Preliminary scientific details emerging from the sequence analysis will be presented by Schmutz at the International Conference on Legume Genomics and Genetics in Puerto Vallarta, Mexico, December 8, 2008. The soybean genome sequence information can be browsed at http://www.phytozome.net/soybean.
Schmutz and colleagues have begun to analyze the soybean genome, which at one billion nucleotides is roughly one-third the size of the human genome. Preliminary studies suggest as many as 66,000 genes—more than twice the number identified in the human genome sequence, and nearly half-again as many as the poplar genome, sequenced by DOE JGI and published in the journal Science in 2006.
“We have ordered and localized about 5,500 genetic markers on the sequence, which promise to be of particular importance to those researchers seeking to optimize certain qualities in soybean,” said Schmutz. Thousands of these markers were developed by Perry Cregan and colleagues of the USDA-ARS with support of the United Soybean Board. A genetic marker represents a known location on a chromosome that can be associated with a particular gene or trait. Prospective genome pathways of interest are those that directly influence yield, oil and protein content, as well as drought tolerance and resistance to nematodes and diseases such as the water mold Phytophthora sojae, previously sequenced by DOE JGI, which causes stem and root rot of soybean.
In 2007, soybean accounted for 56 percent of the world’s oilseed production. James Specht, Professor at the University of Nebraska, said that this nitrogen-fixing legume crop offers the dual benefit of a seed high in protein and oil—with room for improvement. “With the advent of low-cost re-sequencing technologies, soybean scientists now have the means to identify sequence differences responsible for yield potential–the most desired of all crop traits, but to date the most intractable.”
“The soybean genome sequence will be a valuable resource for the basic researcher and soybean breeder alike,” said Jim Collins, Assistant Director for the Biology Directorate at the NSF. Collins and Judith St. John of USDA Agricultural Research Service co-chair the Interagency Working Group on Plant Genomes, which oversees the National Plant Genome Initiative. “The close coordination between the DOE sequencing project and the NSF SoyMap project facilitated through the National Plant Genome Initiative has added value to the sequence and physical map resources for this important crop,” Collins said.
The soybean genome project is already making its mark out in the field.

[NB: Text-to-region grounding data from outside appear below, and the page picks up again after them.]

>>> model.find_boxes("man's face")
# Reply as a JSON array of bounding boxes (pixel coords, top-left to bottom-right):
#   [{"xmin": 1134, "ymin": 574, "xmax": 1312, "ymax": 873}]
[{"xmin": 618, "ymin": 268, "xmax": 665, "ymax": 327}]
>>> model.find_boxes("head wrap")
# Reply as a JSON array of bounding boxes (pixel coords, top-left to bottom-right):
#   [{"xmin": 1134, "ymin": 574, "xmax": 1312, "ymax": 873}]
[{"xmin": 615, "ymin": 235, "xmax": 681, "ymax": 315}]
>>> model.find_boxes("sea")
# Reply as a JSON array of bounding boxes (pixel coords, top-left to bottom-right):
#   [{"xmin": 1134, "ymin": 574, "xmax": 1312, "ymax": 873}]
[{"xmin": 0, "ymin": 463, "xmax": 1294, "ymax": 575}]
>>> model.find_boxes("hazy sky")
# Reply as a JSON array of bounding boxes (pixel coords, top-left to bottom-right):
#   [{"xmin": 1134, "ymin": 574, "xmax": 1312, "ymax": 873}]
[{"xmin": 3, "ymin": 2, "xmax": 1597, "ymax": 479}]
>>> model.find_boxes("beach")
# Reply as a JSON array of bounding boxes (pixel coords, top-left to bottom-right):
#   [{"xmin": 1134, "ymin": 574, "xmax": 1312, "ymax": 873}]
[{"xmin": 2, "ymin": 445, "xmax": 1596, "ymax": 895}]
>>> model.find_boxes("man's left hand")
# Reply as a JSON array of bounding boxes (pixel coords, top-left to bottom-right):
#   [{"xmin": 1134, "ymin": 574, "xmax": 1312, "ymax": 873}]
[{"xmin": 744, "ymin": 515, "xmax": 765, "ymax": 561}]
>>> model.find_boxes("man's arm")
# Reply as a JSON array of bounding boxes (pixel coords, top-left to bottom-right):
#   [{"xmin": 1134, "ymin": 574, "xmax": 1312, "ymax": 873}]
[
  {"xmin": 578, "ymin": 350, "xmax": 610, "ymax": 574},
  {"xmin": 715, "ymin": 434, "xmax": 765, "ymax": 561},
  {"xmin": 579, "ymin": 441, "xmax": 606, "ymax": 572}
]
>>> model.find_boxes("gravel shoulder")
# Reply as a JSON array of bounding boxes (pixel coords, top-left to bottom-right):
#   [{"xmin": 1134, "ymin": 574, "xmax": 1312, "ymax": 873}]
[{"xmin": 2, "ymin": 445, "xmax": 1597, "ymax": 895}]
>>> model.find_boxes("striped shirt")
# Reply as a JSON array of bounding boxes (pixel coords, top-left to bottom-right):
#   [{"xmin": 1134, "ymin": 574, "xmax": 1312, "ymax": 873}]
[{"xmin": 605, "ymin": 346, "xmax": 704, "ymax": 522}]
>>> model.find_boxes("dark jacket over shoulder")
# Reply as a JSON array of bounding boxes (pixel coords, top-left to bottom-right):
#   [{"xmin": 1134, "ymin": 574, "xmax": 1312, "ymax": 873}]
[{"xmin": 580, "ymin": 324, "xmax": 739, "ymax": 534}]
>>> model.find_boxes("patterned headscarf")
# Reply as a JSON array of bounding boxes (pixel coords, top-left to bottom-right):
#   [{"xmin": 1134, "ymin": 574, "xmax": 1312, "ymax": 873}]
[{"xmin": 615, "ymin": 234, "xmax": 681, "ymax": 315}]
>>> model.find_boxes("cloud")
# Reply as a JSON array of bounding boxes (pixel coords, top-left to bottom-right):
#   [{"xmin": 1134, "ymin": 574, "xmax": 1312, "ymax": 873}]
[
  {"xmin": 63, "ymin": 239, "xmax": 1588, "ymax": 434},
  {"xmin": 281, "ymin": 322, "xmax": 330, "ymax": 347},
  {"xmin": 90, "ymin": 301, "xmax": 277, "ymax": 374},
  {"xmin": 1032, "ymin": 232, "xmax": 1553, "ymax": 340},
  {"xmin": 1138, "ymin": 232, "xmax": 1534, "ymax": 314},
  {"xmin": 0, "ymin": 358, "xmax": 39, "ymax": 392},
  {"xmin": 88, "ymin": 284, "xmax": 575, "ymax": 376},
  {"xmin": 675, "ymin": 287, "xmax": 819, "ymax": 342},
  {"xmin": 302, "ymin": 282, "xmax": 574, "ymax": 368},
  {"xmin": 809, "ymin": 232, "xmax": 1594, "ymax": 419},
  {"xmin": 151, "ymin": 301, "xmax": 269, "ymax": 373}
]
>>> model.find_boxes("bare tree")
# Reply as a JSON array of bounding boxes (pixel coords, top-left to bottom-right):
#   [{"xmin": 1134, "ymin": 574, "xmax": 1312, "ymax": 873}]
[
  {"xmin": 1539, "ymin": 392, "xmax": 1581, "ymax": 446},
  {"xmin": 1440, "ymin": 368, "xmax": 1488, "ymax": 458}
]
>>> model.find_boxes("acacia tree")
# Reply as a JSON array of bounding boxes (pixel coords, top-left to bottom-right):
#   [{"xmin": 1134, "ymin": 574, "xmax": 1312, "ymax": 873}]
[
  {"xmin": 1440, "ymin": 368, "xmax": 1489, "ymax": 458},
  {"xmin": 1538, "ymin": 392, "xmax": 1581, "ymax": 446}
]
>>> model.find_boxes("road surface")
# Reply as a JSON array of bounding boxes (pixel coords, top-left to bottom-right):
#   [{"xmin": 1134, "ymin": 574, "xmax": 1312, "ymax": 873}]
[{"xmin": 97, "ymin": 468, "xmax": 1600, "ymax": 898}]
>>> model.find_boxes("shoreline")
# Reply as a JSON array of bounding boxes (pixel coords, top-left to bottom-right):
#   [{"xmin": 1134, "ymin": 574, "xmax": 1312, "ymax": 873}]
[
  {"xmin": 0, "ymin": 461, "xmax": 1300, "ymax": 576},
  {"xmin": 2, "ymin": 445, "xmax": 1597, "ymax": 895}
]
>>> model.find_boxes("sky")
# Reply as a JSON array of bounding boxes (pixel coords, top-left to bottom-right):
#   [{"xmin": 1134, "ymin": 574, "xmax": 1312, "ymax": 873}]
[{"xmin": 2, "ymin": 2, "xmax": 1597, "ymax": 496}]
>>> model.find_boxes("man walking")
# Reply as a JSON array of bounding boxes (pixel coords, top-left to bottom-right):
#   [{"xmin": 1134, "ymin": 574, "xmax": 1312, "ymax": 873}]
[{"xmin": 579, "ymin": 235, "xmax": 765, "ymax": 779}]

“It’s tremendous that the soybean genome is out in the public’s hands.” Said Rick Stern, a New Jersey soybean farmer and chair of the Production Research program for the United Soybean Board (USB). “Now every breeder can go into this valuable library for the information that will help speed up the breeding process. It should cut traditional breeding time by half from the typical 15 years.”

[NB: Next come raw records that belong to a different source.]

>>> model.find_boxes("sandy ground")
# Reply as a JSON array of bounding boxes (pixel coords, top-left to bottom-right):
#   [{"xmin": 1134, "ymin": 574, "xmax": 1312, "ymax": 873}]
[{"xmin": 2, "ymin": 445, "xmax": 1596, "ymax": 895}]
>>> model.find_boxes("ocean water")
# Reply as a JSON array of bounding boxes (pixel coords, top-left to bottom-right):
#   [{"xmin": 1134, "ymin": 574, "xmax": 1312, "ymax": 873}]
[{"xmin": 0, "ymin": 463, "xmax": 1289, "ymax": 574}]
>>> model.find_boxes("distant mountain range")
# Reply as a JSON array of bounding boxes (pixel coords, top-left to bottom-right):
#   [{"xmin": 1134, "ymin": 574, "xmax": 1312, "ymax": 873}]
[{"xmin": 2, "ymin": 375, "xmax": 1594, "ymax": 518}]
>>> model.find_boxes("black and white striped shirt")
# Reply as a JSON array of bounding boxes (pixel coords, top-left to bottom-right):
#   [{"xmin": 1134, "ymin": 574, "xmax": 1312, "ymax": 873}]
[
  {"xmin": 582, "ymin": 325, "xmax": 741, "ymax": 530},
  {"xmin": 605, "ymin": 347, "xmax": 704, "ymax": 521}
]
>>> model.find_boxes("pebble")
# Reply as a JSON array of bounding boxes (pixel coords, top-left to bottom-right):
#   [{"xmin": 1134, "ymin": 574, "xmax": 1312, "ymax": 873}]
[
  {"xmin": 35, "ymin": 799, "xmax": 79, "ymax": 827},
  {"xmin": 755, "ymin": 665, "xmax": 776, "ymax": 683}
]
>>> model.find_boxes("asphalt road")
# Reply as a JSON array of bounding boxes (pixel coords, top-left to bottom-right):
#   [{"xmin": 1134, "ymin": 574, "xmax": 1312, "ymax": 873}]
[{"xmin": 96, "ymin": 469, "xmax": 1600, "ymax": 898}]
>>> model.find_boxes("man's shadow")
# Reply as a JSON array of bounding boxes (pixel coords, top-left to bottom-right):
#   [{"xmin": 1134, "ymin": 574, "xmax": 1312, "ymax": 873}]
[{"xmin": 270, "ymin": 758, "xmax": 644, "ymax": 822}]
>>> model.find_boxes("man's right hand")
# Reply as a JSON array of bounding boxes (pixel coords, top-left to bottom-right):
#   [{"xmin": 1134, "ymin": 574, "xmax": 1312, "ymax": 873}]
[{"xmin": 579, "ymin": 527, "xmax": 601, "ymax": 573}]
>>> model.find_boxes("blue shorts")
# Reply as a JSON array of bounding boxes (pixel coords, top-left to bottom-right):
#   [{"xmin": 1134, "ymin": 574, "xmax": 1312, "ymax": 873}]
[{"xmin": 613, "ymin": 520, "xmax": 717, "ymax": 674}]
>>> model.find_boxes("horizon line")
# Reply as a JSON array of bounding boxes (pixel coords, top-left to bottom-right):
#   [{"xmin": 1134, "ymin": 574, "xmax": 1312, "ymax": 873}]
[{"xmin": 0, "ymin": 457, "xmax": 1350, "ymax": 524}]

The U.S. Department of Energy Joint Genome Institute, supported by the DOE Office of Science, unites the expertise of five national laboratories — Lawrence Berkeley, Lawrence Livermore, Los Alamos, Oak Ridge, and Pacific Northwest — along with the HudsonAlpha Institute for Biotechnology — to advance genomics in support of the DOE missions related to clean energy generation and environmental characterization and cleanup. DOE JGI’s Walnut Creek, CA, Production Genomics Facility provides integrated high-throughput sequencing and computational analysis that enable systems-based scientific approaches to these challenges.